Je ne vous dis rien parce que je m'y sens tellement chez moi, qu'on nous a offert deux tournées d'alcool, que j'ai l'impression d'être à la maison, en famille, et que je ne veux surtout pas voir débarquer une horde de touristes dans ce palais des palais. Assurément reservé aux Very Important Jack. Je veux pouvoir y entrer un jour et dire "Tony, comme d'habitude."
      Je m'écoute la BO de Big Fish, ce film si paisiblement sublime de Tim Burton, et je me prends à rêver de déclarations au milieu de milliers de jonquilles. Je deviens romantique, bon sang, où est passé le cynisme qui me caractérise tant ? Je suis cynique, dans la vie réelle, mais je garde mes rêves de gamins pour mon endroit secret, et mon endroit secret, c'est ici. Peu de personnes qui me côtoient sauf très intimement savent que cet endroit existe. Pour eux, je ne suis que le jongleur sympa, ce mec qui a de l'humour. Mon âme de gamin s'est caché derrière ce type, comme un enfant recroquevillé derrière un meuble parce que le monde est trop moche, et qu'il ne veut plus jouer. Finalement, derrière ces tonnes d'apparences, d'assurance, de confiance en soi, d'humour, il y a un enfant les yeux grands ouverts dont le coeur se brise en deux à chaque fois qu'il voit un SDF, à chaque fois qu'il assiste à une injustice. Derrière tout ça, il y a un gamin qui voudrait qu'on le rassure, que le monde aille bien, qu'on l'aime, qu'on le serre contre son coeur.

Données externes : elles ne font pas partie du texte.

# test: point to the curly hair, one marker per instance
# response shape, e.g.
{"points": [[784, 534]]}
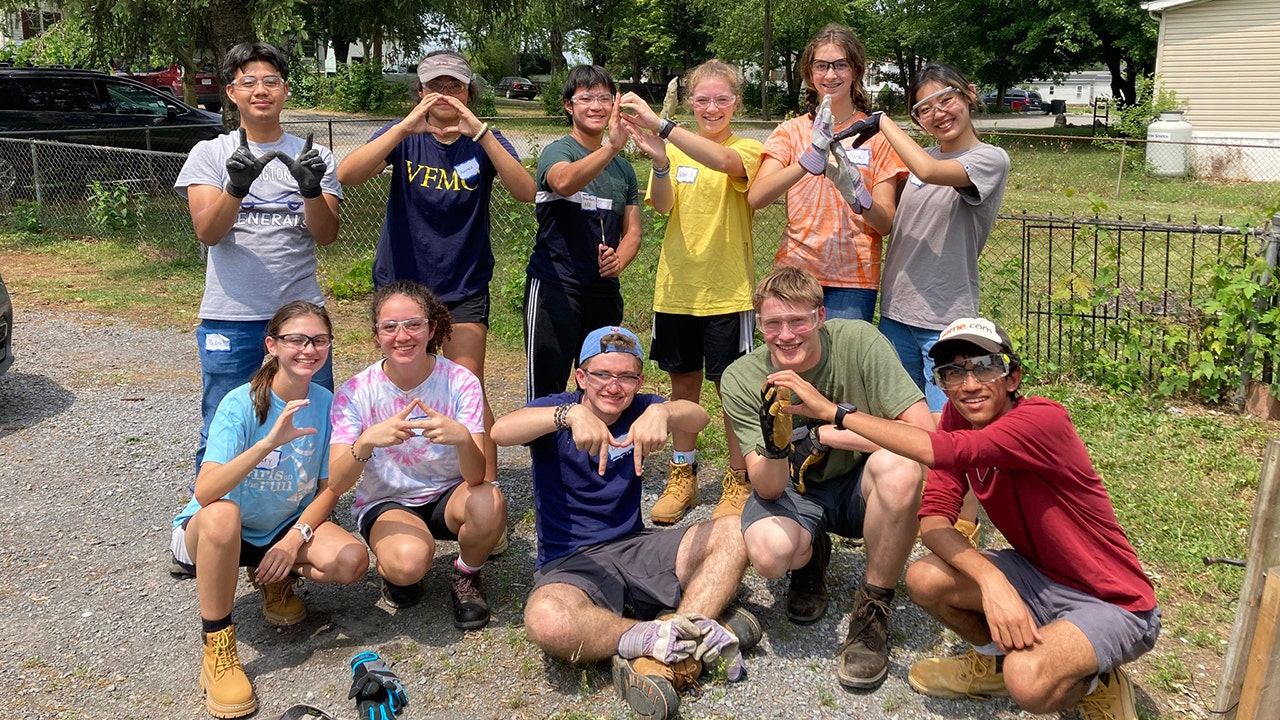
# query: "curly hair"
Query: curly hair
{"points": [[841, 37], [434, 310]]}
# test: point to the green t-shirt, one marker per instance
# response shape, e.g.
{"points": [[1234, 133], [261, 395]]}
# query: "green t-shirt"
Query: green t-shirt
{"points": [[858, 365]]}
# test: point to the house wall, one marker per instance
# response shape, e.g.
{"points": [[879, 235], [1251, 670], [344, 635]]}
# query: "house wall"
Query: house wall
{"points": [[1223, 58]]}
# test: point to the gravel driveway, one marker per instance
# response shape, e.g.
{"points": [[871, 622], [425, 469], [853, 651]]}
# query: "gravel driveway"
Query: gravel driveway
{"points": [[97, 420]]}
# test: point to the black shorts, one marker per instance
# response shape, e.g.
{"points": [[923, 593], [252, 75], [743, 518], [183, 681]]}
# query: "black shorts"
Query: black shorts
{"points": [[685, 343], [831, 506], [634, 577], [430, 513], [474, 309]]}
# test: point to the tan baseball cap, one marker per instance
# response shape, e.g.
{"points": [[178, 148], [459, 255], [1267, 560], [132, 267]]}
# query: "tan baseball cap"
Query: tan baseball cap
{"points": [[443, 64]]}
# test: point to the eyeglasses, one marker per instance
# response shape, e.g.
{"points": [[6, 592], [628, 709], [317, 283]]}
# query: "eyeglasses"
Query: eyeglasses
{"points": [[602, 379], [986, 369], [250, 82], [720, 101], [945, 100], [821, 67], [602, 99], [447, 87], [798, 324], [297, 341], [411, 326]]}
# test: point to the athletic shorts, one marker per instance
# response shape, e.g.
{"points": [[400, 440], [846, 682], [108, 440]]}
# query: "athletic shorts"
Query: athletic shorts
{"points": [[432, 513], [831, 506], [251, 555], [686, 343], [634, 577], [474, 309], [1116, 634]]}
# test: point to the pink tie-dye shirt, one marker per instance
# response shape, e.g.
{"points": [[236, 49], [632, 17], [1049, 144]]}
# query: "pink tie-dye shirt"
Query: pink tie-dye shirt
{"points": [[419, 470]]}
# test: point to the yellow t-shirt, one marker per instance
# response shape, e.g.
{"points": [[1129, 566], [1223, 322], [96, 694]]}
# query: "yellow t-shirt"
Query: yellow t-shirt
{"points": [[707, 264], [823, 236]]}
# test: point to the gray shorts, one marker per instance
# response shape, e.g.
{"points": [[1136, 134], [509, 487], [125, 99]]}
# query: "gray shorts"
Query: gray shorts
{"points": [[836, 506], [1116, 634], [634, 577]]}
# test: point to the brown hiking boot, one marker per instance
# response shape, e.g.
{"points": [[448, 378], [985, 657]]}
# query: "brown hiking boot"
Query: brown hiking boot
{"points": [[228, 692], [864, 656], [807, 595], [965, 675], [1111, 700], [735, 488], [679, 497], [280, 606]]}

Je voudrais vraiment pouvoir me laisser aller, et que le petit enfant revienne. Il surgit, parfois, certains l'ont vus; écarquille ses grands yeux devant un spectacle si beau, sourit, cabotine, à huit ans à nouveau. Si vous voyez ces yeux qui voudraient manger le monde, c'est que je suis revenu, pour un instant, du jardin des enfants perdus.
Je veux t'attendre les mains dans les poches.